1995 yılıydı. Yazdığım bir yazı nedeniyle Bayrampaşa Cezaevi’ne girmiştim. Çoğu müvekkilim olan Kürt kadınlarıyla 88 kişi aynı koğuştaydık. Koğuşta Gülistan adında 6 yaşında bir kız çocuğu vardı.
Annesi ve annesinin bir arkadaşıyla birlikte, polis operasyonuyla yakalanmışlardı. Annesi uzun süre gözaltında kalmış, işkence görmüş ve tutuklanmıştı. Gülistan’da annesiyle birlikte cezaevinde kalıyordu.
Biz onunla çok iyi arkadaş olduk. Sürekli birlikte volta atarken bana yaşadıklarını anlatıyordu. Polislerin silahlarının ne kadar büyük olduğundan söz ediyordu.
Bir gün ona sordum, “Gülistan sen polislerden hiç korkmadın mı” diye, verdiği cevap beni hüzne boğmuştu; “Yok Eren heval, ben polislerden, silahlardan korkmam. Sadece öcülerden korkarım” demişti. Gerçek tehlikeden korkmamayı öğrenmiş ya da öğretilmiş bu çocuğun cevabı sonrasında koşarak tuvalete gittiğimi, ağladığımı bugünde hatırlıyorum. Kürdistan coğrafyasında çocuklar, ‘korkudan korkmamayı’ öğreniyorlar. Ve bu coğrafyada bu küçük çocuklar, oyun oynamaları gereken zamanda, ‘korkmamayı’ öğreniyorlar. İnsan hakları mücadelemiz boyunca, savaş acılarına maruz kalmış, yaralanmış, öldürülmüş o kadar çok çocuk gördüm ki!
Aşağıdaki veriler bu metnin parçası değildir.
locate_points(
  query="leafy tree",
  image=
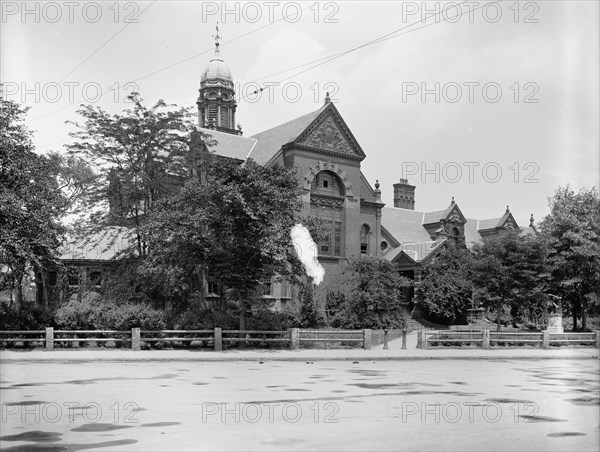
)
(138, 157)
(573, 230)
(30, 204)
(446, 290)
(510, 270)
(233, 225)
(310, 315)
(375, 298)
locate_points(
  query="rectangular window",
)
(286, 289)
(212, 288)
(95, 278)
(325, 244)
(73, 279)
(267, 287)
(338, 240)
(224, 117)
(212, 115)
(331, 245)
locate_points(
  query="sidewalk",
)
(394, 353)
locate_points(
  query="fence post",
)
(136, 337)
(545, 339)
(367, 339)
(294, 338)
(485, 343)
(50, 338)
(218, 340)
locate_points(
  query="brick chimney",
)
(404, 195)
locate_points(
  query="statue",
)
(554, 315)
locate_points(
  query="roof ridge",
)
(287, 122)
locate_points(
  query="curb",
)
(307, 359)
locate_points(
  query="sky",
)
(492, 103)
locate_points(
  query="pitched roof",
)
(229, 145)
(103, 245)
(472, 235)
(490, 223)
(417, 251)
(434, 217)
(404, 224)
(270, 141)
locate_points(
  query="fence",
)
(215, 338)
(487, 339)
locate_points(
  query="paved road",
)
(493, 404)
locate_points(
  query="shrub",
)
(267, 320)
(127, 316)
(26, 318)
(79, 315)
(97, 315)
(206, 319)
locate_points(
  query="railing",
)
(487, 339)
(136, 337)
(341, 338)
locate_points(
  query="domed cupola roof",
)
(216, 73)
(216, 69)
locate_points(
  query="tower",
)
(216, 103)
(404, 195)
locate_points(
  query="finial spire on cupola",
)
(216, 103)
(377, 191)
(217, 39)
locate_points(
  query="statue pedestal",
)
(555, 323)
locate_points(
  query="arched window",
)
(327, 183)
(364, 239)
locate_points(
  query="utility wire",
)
(385, 37)
(104, 44)
(159, 70)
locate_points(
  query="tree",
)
(30, 204)
(573, 230)
(233, 225)
(510, 270)
(375, 298)
(139, 157)
(446, 290)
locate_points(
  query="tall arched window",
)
(327, 203)
(364, 239)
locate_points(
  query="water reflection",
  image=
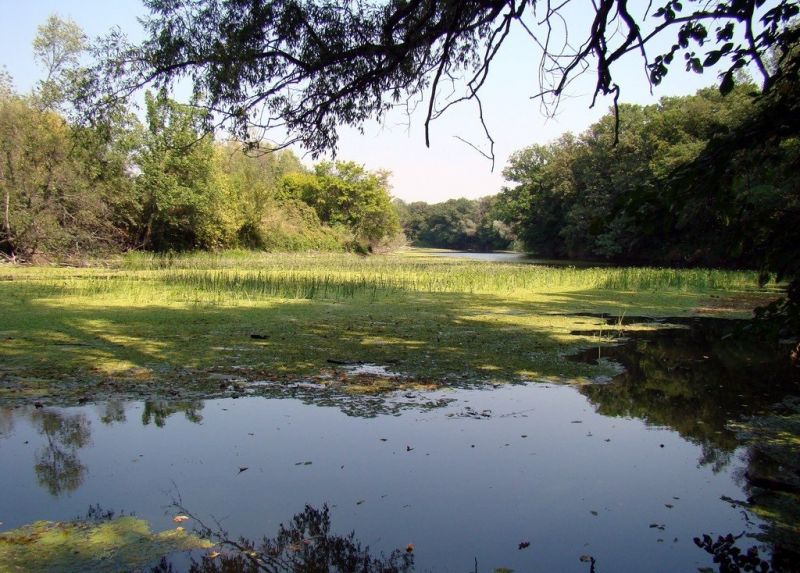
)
(700, 381)
(305, 545)
(57, 465)
(695, 380)
(157, 411)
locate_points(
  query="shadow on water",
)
(305, 544)
(57, 465)
(721, 388)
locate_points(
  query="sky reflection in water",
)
(456, 484)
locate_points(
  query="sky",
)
(449, 168)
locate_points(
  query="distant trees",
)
(658, 196)
(344, 194)
(465, 224)
(70, 190)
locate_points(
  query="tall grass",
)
(243, 275)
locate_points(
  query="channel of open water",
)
(529, 477)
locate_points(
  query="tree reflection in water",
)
(157, 411)
(708, 382)
(57, 466)
(305, 545)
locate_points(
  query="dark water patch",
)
(456, 487)
(731, 394)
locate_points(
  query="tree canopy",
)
(306, 67)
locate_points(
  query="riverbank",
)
(199, 324)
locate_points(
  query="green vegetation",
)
(71, 190)
(121, 544)
(455, 224)
(161, 324)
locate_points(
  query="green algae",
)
(122, 544)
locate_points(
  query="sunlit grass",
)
(175, 319)
(236, 276)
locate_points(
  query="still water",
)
(473, 478)
(512, 257)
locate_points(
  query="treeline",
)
(464, 224)
(690, 182)
(69, 189)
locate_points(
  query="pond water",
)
(513, 257)
(627, 472)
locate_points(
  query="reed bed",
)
(240, 275)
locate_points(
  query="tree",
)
(52, 186)
(312, 66)
(57, 47)
(176, 174)
(346, 194)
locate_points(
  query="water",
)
(513, 257)
(627, 472)
(470, 487)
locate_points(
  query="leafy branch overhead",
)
(302, 68)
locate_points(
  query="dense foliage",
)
(655, 197)
(455, 224)
(318, 65)
(70, 189)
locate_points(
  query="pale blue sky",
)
(449, 168)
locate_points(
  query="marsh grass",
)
(175, 319)
(242, 276)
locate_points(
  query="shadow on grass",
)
(54, 343)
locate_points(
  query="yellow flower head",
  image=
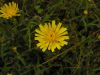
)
(51, 36)
(9, 10)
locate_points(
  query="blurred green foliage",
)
(19, 54)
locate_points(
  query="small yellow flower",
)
(9, 10)
(51, 36)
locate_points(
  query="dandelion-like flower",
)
(9, 10)
(51, 36)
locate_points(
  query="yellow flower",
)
(9, 10)
(85, 12)
(51, 36)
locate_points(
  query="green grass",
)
(80, 57)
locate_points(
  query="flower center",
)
(11, 12)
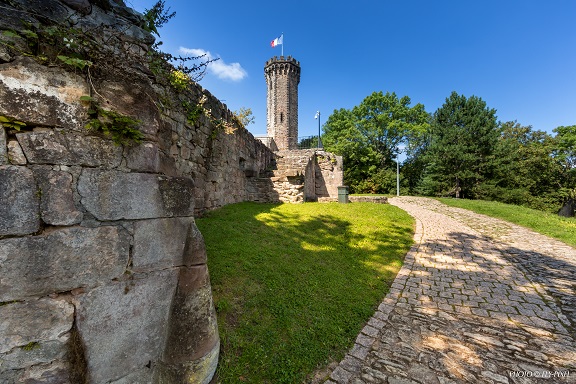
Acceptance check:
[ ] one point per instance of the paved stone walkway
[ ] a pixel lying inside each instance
(478, 300)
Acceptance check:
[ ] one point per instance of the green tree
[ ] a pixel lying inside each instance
(525, 170)
(368, 137)
(244, 116)
(459, 158)
(565, 141)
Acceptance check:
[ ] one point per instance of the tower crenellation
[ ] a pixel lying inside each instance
(282, 77)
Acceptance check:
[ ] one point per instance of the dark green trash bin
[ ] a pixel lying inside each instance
(343, 194)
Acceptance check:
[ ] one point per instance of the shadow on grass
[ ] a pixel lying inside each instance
(471, 313)
(294, 284)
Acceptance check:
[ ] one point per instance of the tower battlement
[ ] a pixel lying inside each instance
(282, 77)
(283, 59)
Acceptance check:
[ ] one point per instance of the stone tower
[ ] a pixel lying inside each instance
(282, 77)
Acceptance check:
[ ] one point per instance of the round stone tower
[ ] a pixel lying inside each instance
(282, 77)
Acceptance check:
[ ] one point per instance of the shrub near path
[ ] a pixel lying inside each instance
(294, 284)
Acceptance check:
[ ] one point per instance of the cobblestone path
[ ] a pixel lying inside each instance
(478, 300)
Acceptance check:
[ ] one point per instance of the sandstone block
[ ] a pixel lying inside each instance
(19, 211)
(41, 95)
(132, 100)
(167, 242)
(114, 195)
(69, 149)
(61, 260)
(3, 148)
(193, 340)
(56, 201)
(143, 158)
(123, 324)
(15, 154)
(35, 321)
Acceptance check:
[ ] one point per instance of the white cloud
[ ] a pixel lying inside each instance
(232, 71)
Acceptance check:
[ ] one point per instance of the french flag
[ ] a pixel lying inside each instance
(277, 41)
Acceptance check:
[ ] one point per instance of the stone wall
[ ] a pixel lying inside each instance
(307, 175)
(103, 275)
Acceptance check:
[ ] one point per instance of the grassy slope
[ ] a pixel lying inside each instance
(561, 228)
(293, 284)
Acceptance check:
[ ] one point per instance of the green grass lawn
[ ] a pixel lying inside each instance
(548, 224)
(294, 284)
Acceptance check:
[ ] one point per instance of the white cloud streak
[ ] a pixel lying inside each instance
(219, 68)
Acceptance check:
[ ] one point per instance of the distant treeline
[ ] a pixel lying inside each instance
(461, 150)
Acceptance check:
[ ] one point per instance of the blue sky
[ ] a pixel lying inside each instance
(518, 56)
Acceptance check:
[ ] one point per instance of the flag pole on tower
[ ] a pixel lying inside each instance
(278, 41)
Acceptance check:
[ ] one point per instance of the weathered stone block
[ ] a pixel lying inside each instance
(15, 154)
(143, 158)
(69, 149)
(61, 260)
(41, 95)
(132, 100)
(19, 208)
(56, 201)
(114, 195)
(193, 341)
(3, 148)
(123, 325)
(36, 321)
(167, 242)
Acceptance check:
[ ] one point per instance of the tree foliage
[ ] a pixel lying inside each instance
(369, 136)
(459, 156)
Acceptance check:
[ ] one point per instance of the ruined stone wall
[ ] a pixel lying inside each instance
(103, 275)
(307, 175)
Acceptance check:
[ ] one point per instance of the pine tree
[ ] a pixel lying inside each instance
(464, 133)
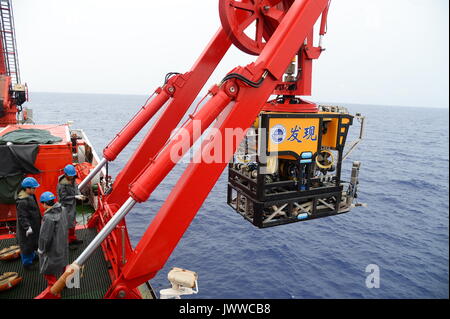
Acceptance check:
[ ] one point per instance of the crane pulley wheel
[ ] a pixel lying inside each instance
(261, 16)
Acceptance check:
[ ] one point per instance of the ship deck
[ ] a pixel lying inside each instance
(94, 283)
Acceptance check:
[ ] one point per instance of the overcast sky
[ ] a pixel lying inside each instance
(392, 52)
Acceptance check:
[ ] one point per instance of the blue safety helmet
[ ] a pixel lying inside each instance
(30, 182)
(69, 170)
(46, 197)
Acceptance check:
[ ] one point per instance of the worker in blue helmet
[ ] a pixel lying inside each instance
(53, 243)
(28, 221)
(68, 194)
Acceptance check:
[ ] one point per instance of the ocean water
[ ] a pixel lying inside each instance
(404, 230)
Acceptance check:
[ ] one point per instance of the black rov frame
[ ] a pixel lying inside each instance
(266, 203)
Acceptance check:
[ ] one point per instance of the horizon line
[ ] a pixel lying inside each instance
(331, 102)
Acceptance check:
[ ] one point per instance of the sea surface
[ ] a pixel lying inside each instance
(404, 230)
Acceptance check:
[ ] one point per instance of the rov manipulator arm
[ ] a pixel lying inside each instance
(236, 103)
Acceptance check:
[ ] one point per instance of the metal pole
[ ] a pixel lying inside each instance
(92, 174)
(109, 227)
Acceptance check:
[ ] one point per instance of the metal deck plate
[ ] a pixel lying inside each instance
(95, 279)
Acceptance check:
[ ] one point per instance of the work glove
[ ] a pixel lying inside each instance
(29, 231)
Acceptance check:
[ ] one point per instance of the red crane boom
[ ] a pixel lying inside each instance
(284, 31)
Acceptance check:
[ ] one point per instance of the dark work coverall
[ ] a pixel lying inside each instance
(28, 215)
(66, 193)
(53, 243)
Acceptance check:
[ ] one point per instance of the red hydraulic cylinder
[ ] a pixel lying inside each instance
(154, 173)
(135, 125)
(186, 198)
(159, 133)
(323, 23)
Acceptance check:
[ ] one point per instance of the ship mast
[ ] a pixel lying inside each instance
(12, 92)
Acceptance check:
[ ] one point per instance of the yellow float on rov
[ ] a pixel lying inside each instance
(288, 168)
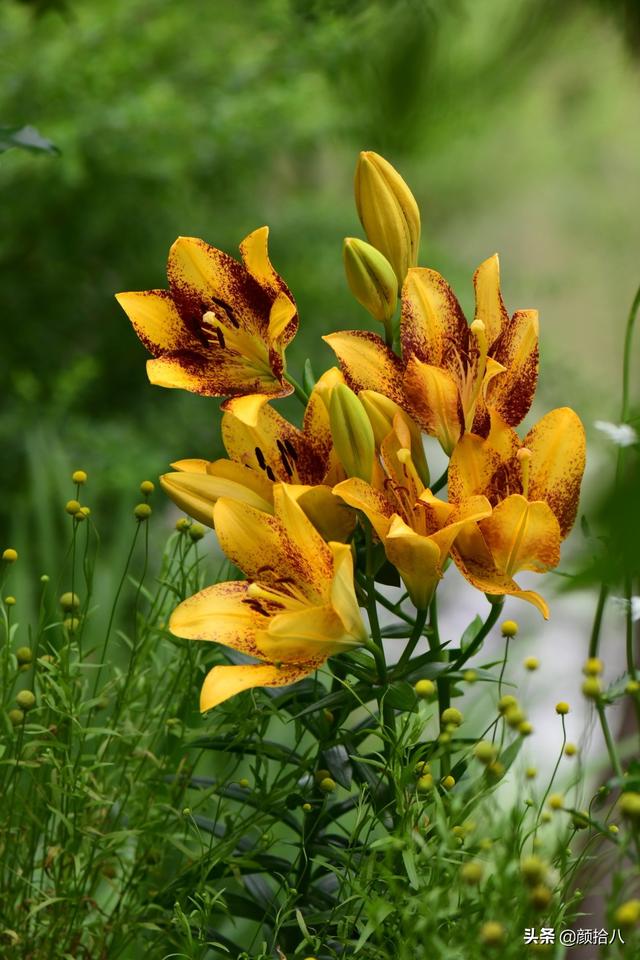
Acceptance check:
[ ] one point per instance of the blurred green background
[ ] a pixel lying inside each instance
(516, 124)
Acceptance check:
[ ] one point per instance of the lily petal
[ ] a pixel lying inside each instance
(522, 535)
(224, 682)
(558, 451)
(367, 363)
(435, 402)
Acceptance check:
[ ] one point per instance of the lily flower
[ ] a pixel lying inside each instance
(222, 327)
(415, 527)
(533, 486)
(261, 455)
(297, 607)
(452, 376)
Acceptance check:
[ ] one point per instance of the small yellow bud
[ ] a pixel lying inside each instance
(69, 601)
(541, 896)
(592, 688)
(472, 872)
(533, 870)
(485, 752)
(453, 716)
(593, 667)
(424, 689)
(328, 785)
(388, 212)
(425, 783)
(352, 433)
(492, 934)
(371, 279)
(25, 700)
(629, 804)
(628, 914)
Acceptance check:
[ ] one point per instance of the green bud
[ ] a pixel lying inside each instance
(352, 433)
(371, 279)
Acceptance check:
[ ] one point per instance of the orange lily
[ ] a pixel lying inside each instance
(271, 451)
(452, 375)
(222, 327)
(533, 486)
(416, 528)
(297, 608)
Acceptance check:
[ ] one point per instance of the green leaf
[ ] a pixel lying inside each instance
(26, 138)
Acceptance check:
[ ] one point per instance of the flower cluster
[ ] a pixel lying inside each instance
(293, 505)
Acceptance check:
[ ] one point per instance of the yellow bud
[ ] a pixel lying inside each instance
(424, 689)
(371, 279)
(453, 716)
(69, 601)
(388, 212)
(592, 688)
(352, 433)
(593, 667)
(492, 933)
(628, 914)
(472, 872)
(142, 512)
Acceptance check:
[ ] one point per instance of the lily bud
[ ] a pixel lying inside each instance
(388, 212)
(352, 433)
(382, 412)
(371, 279)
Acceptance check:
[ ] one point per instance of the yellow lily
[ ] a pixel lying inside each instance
(416, 528)
(222, 327)
(271, 451)
(533, 486)
(297, 608)
(452, 376)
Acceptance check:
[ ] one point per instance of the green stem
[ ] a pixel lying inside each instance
(297, 389)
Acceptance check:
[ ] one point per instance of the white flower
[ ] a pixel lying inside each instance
(620, 433)
(622, 604)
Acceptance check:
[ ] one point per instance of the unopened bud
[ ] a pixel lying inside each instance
(352, 433)
(371, 279)
(388, 212)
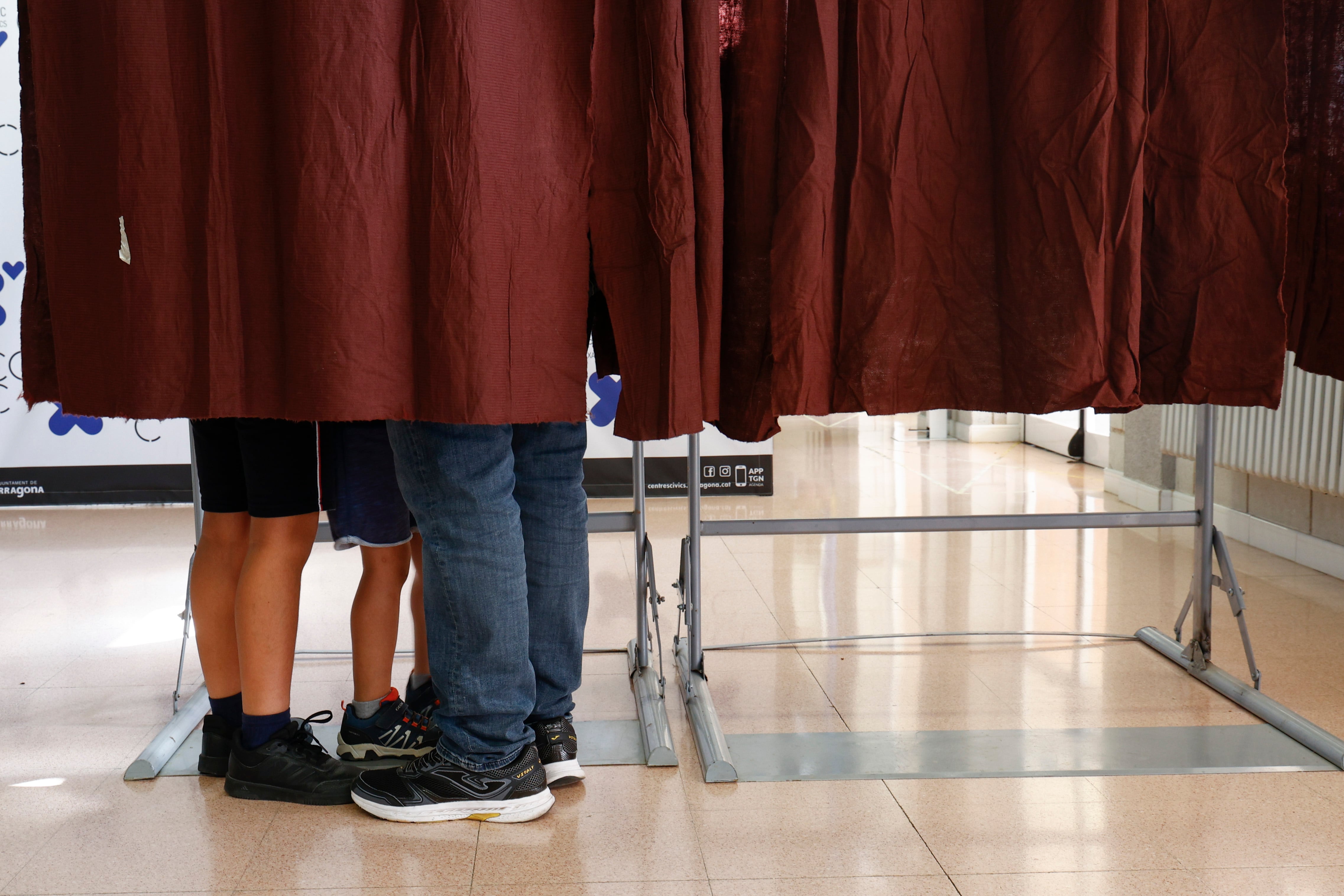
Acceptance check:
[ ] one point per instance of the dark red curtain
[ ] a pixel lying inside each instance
(348, 210)
(375, 210)
(1314, 289)
(1010, 206)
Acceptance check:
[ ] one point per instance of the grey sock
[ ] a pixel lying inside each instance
(365, 709)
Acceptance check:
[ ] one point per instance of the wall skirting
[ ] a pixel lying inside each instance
(1291, 545)
(988, 432)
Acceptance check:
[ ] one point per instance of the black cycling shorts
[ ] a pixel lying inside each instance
(257, 467)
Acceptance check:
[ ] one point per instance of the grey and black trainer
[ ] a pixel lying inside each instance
(396, 731)
(423, 700)
(435, 789)
(558, 747)
(291, 768)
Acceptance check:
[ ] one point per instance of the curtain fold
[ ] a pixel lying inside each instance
(1314, 289)
(1001, 206)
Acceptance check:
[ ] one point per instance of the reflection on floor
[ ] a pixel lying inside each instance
(89, 602)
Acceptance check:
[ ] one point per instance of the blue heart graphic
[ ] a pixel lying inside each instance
(61, 424)
(608, 391)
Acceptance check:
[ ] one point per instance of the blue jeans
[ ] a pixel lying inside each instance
(505, 520)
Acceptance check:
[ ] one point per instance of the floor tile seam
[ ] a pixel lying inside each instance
(920, 835)
(698, 835)
(57, 831)
(476, 852)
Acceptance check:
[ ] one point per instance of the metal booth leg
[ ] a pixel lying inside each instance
(710, 741)
(1195, 656)
(647, 683)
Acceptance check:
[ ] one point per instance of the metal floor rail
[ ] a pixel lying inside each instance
(711, 743)
(647, 683)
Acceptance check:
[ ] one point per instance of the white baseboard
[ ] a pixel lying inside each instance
(1291, 545)
(1143, 496)
(988, 432)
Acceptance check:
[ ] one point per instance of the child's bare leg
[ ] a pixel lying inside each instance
(214, 589)
(374, 618)
(419, 610)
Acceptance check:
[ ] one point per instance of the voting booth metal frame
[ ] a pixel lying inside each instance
(646, 682)
(1195, 657)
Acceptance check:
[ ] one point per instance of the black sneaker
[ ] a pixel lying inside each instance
(396, 731)
(423, 700)
(291, 768)
(433, 789)
(560, 750)
(217, 741)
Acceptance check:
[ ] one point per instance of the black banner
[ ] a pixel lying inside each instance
(64, 485)
(612, 477)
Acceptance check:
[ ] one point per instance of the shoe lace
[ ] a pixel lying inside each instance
(306, 742)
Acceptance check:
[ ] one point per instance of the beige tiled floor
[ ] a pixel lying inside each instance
(88, 604)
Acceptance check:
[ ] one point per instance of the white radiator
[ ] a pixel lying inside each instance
(1301, 443)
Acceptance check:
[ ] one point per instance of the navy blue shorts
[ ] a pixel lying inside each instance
(363, 502)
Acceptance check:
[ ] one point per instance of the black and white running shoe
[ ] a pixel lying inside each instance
(558, 747)
(423, 700)
(291, 768)
(217, 742)
(396, 731)
(433, 789)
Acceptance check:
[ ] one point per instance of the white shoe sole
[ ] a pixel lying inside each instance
(506, 812)
(565, 773)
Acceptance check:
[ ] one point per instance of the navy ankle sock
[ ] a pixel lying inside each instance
(259, 730)
(230, 710)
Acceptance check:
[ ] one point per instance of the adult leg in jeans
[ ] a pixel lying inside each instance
(505, 526)
(553, 508)
(459, 483)
(500, 510)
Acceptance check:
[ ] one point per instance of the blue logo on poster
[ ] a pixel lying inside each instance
(608, 391)
(15, 269)
(61, 424)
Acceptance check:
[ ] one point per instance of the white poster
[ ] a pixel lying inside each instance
(46, 456)
(50, 457)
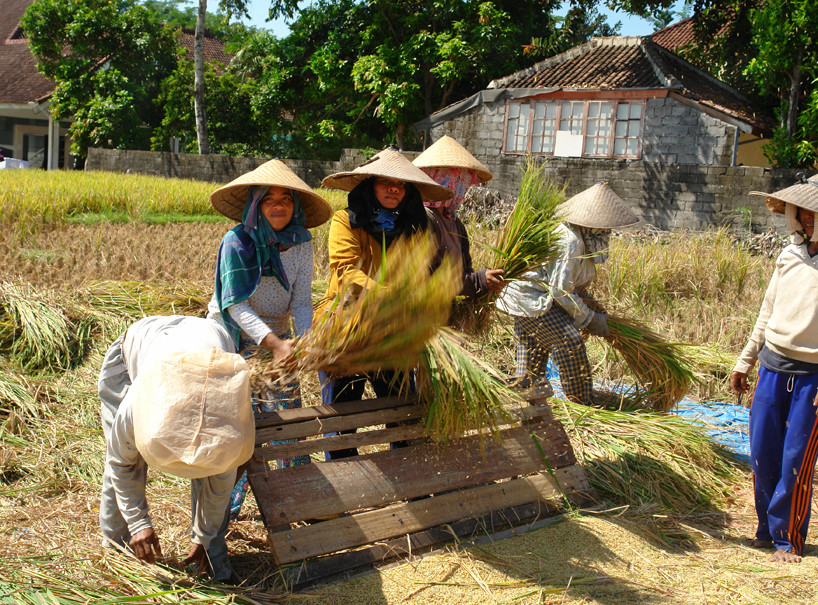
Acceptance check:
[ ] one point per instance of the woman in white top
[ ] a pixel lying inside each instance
(264, 274)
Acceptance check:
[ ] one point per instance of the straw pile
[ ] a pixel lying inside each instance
(650, 460)
(383, 326)
(660, 367)
(463, 393)
(526, 241)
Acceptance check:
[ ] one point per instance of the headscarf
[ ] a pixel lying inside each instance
(458, 180)
(251, 250)
(596, 243)
(385, 224)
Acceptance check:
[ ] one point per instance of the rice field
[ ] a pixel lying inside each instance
(82, 258)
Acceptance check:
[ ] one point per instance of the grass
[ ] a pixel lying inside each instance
(703, 289)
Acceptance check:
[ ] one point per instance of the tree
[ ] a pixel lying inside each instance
(363, 71)
(107, 60)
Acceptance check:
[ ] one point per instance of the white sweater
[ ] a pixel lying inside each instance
(788, 321)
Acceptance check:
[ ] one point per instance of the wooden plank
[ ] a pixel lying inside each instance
(321, 444)
(342, 408)
(407, 517)
(512, 520)
(318, 426)
(301, 448)
(311, 490)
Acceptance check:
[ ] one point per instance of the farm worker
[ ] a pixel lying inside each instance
(449, 164)
(264, 276)
(783, 427)
(548, 304)
(385, 202)
(152, 384)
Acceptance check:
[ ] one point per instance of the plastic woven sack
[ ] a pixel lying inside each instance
(192, 415)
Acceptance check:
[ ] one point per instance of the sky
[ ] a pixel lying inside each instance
(631, 26)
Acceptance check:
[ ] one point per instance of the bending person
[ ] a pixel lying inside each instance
(152, 381)
(547, 304)
(783, 428)
(264, 276)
1992 Newroz’unda, Cizre’de katliam sonrası sokaklara dağılmış, minicik çocuk ayakkabıları, bugün bile aklımda. Daha çok yakın zamanda, Dersim’de Ayaz ve Nupelda Hakkari’de Vedat… Onları öldüren savaş politikalarını “kader” diye hafifletmeye çalışan devlet görevlileri…
Bu ‘ölü çocuklar coğrafyasında’ bize dayatılan savaş politikası asla kader olamaz. Savaş bitmeden, çocuklar oyuncaklarıyla oynayamaz. Savaş bize dayatan zihniyet! ‘Şehit sözcüğü’ ile ‘etkisiz hale getirilen’ sözcüğü arasına sıkışmış, vicdanın, savaş üreten politikalara yüksek sesler karşı çıkmadan, çocuklar ölmeye devam edecek. Ve asıl ölen insanlık olacak.